Police torture is widespread in Saudi Arabia, including the use of forced ‘confessions’ to convict alleged political protestors and juveniles. Three juveniles – Ali al-Nimr, Dawood al-Marhoon and Abdullah al-Zaher – are facing beheading after they were arrested in the wake of protests in 2012. All three were tortured by police into ‘confessions’ which were used to sentence them to death in secretive trials, in a court overseen by the Saudi Ministry of the Interior.
The FCO has told Reprieve and MPs – most recently, earlier this month – that it has received assurances from Saudi Arabia that the three juveniles will not be executed. However, Reprieve has expressed concerns that at least one other juvenile, Ali al-Ribh, has been executed this year, after being arrested and tortured in similar circumstances. Reprieve has called on the FCO to demand that the Saudi authorities vacate the death sentences handed to Ali, Dawood and Abdullah, and release them.
The latest revelations about the College of Policing’s work follow the Home Affairs Select Committee’s recent raising of concerns about the Saudi training. In a report released in June, the Committee concluded that, in light of the Saudi project, the government’s system for assessing the human rights risks of foreign assistance programmes – the Overseas Security and Justice Assistance (OSJA) guidelines – may be “not fit for purpose”.
Commenting, Harriet McCulloch, deputy director of the death penalty team at Reprieve, said: “It’s a scandal that the Foreign Office and the College of Policing have never checked whether their Saudi police training has resulted in rights abuses such as torture.

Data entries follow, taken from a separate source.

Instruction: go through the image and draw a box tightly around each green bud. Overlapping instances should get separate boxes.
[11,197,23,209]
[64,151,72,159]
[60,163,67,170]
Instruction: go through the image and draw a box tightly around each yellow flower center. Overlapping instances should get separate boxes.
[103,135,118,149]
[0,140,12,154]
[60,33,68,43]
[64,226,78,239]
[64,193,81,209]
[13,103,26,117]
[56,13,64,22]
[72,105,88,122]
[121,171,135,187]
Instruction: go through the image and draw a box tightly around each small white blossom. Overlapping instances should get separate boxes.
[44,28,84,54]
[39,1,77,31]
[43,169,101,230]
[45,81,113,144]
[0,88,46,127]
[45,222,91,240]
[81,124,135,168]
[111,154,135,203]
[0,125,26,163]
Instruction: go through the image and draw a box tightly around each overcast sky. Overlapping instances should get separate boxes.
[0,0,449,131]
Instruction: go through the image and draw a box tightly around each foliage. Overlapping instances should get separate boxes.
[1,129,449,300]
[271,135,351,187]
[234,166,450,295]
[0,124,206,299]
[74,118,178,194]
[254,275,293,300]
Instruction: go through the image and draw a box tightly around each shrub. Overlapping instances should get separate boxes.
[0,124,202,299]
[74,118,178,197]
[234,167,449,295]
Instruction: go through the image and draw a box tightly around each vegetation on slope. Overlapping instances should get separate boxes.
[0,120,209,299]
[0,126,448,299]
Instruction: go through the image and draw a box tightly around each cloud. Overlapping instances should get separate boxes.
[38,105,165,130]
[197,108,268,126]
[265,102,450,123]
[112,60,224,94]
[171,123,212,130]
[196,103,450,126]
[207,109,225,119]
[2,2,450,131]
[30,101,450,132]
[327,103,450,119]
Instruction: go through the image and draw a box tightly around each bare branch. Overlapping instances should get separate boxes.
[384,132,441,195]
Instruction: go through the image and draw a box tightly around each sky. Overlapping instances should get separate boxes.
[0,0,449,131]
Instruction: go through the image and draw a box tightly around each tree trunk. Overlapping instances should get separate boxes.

Make no mistake – we’re talking about a country where children are being sentenced to death on the basis of ‘confessions’ they signed under torture, and where it is a crime to protest against the Government. The Foreign Office says it ‘doesn’t expect’ Ali, Dawood and Abdullah to be executed – but vague assurances are not enough. The Foreign Secretary must urgently call for the juveniles to be released – and he must suspend the Saudi police training for as long as these terrible abuses continue.”
Reprieve is a UK-based human rights organization that uses the law to enforce the human rights of prisoners, from death row to Guantánamo Bay.